The AChEs were loosely coherent (Figure 3) and differed more widely within their domain than the HIV proteases, notably in shape (PC4) and aromaticity (PC6). All the AChE cavities included both the peripheral anionic site and the catalytic site (where most differences were found). Accordingly, three groups within the AChE domain were identified, with corresponding groups amongst their respective ligands; as shown in Figure 4, 1GPK and 1VOT bind the same ligand, while 1H22 and 1H23 have very similar ligands and 1E66 has a third, different type of ligand. Some of the hydrophobic residues in the active site of AChE are known to very flexible. Phe330 is one of those residues described by Xu et al.73 and a shift in the position of this side chain, exposing an adjacent small pocket, was the cause for the property-differences in the cavities of 1H22/1H23 compared to 1E66.

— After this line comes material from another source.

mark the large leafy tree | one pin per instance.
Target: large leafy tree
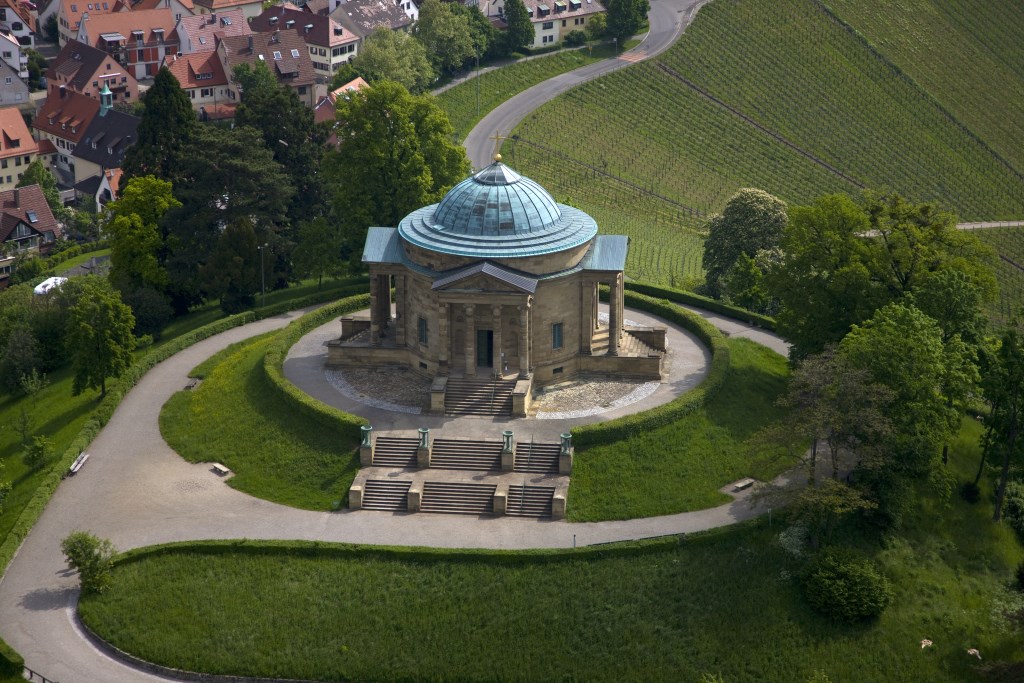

The Ig domain was found to be segregated, appearing in five widely separated parts of the tree (Figure 3), indicating that there are large differences between their ligand-binding cavities, in accordance with expectations since the Ig antigen binding-cavity is known to be extremely variable in 3D structure.74 The examined Igs differed in most of the calculated properties (e.g. size, polarity and charge distribution). However, the two Igs that bind the same ligand (1MFA and 1MFD; Figure 4) also appeared close to each other in the tree, and thus have similar ligand-binding cavities. Interestingly, 1C5C and 1A0Q also appeared close together, although their respective ligands (Figure 4) have only a modest similarity (Comboscore, 0.9). Their ligands both have two acidic functional groups, i.e. phosphonic, carboxylic or sulfonic acids, which induce the rotation of positively charged Arg side chains into the cavity, thus causing these two cavities to be more similar. The Ig and AChE findings illustrate how our method, not dependant on relevant geometric alignments, enables the study of the property differences arising due to conformational differences between the cavities induced by ligands.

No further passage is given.